The evaluation will assess for the presence of symptoms of inattention, hyperactivity, and impulsivity, as well as any associated impairments in daily functioning. It will also rule out other conditions that may mimic the symptoms of ADD or ADHD, such as anxiety, depression, or learning disabilities.
Treatment for ADD and ADHD
Treatment for ADD and ADHD typically involves a combination of medication and behavioral therapy. Stimulant medications, such as methylphenidate and amphetamines, are commonly prescribed to treat the symptoms of ADHD. These medications work by increasing the levels of dopamine in the brain, which can improve attention and focus.
Behavioral therapy may include individual or group therapy, parent training, and social skills training. Cognitive-behavioral therapy (CBT) is a type of therapy that helps individuals with ADHD develop coping skills and strategies to manage their symptoms.

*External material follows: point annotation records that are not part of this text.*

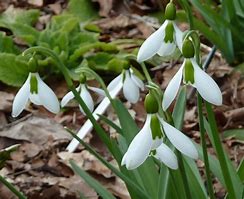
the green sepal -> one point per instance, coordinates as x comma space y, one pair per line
150, 103
33, 84
82, 78
169, 33
188, 72
188, 49
33, 65
155, 127
170, 11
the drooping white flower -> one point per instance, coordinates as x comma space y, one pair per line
144, 145
35, 90
192, 74
131, 85
84, 94
162, 42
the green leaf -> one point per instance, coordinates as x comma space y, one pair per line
7, 45
234, 133
13, 69
92, 182
84, 9
130, 129
237, 185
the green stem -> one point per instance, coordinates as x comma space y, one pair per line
220, 151
12, 188
183, 174
204, 147
64, 70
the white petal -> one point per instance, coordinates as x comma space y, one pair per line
21, 98
179, 140
139, 148
172, 89
34, 98
69, 96
152, 44
137, 81
112, 85
130, 89
166, 49
156, 143
167, 156
206, 86
47, 97
86, 96
99, 91
179, 36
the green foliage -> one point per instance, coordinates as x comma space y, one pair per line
13, 69
223, 25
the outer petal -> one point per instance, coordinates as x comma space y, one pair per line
69, 96
152, 44
179, 36
167, 156
85, 95
130, 89
179, 140
47, 97
206, 86
166, 49
137, 81
34, 98
115, 82
139, 148
99, 91
172, 89
21, 98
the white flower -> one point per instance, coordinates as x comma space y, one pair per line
143, 143
131, 85
84, 94
156, 44
35, 90
204, 84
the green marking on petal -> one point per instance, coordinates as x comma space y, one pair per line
33, 84
155, 127
188, 72
169, 33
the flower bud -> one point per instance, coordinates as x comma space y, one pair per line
188, 49
32, 65
170, 11
151, 104
82, 78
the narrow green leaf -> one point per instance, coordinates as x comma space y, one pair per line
234, 133
91, 181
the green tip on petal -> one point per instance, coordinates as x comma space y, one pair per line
188, 49
151, 104
188, 72
32, 65
155, 128
33, 84
170, 11
169, 33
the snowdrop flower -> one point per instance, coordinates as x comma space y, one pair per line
35, 90
131, 85
193, 75
149, 141
163, 41
84, 94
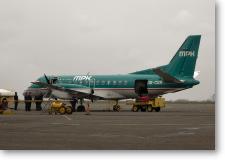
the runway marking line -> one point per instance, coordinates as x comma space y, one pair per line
133, 124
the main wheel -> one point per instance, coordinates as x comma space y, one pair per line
62, 110
135, 108
69, 110
150, 108
157, 109
116, 108
80, 108
143, 108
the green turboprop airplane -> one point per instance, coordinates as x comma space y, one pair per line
176, 76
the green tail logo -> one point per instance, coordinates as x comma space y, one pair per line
184, 61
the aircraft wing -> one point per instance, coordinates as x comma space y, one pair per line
84, 93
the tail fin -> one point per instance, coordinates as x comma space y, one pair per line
183, 63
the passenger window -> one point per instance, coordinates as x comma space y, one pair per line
103, 83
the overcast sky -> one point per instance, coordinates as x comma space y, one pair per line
102, 37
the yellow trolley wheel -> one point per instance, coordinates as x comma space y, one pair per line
69, 110
150, 108
62, 110
135, 108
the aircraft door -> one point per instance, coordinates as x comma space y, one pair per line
141, 87
92, 85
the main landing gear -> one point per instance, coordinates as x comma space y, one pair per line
116, 107
81, 107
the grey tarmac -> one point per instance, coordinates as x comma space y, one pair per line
178, 126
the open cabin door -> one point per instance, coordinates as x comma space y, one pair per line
141, 87
92, 85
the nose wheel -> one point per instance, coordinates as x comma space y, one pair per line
81, 107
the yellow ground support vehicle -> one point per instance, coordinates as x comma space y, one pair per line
150, 105
59, 107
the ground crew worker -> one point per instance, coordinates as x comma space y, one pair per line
15, 101
73, 103
4, 104
38, 102
28, 100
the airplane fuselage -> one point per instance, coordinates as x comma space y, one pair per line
110, 86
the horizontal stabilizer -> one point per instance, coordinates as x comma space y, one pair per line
165, 76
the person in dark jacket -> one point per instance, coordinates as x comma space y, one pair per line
28, 102
38, 102
73, 103
15, 101
4, 104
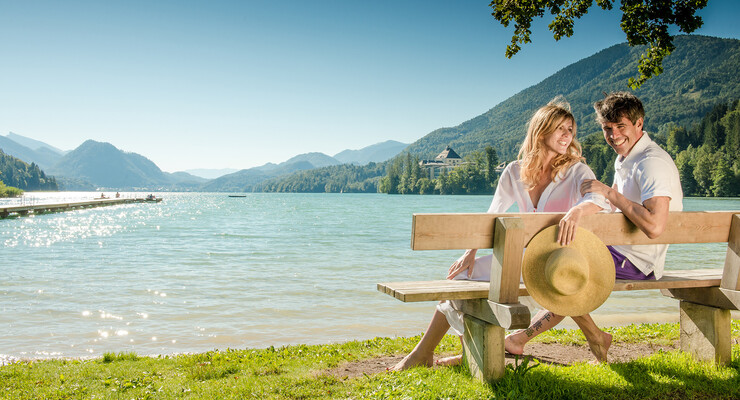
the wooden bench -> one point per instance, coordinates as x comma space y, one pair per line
705, 296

In conclusion, while ADD and ADHD are often used interchangeably, they are two distinct disorders with different symptoms and diagnostic criteria. The main difference between ADD and ADHD is the presence of hyperactivity and impulsivity. To determine whether someone has ADD or ADHD, a comprehensive evaluation by a qualified mental health professional is necessary. Treatment for both conditions typically involves a combination of medication and behavioral therapy. If you or someone you know is struggling with symptoms of ADD or ADHD, seek the help of a mental health professional. With the right treatment and support, individuals with ADD and ADHD can lead successful and fulfilling lives.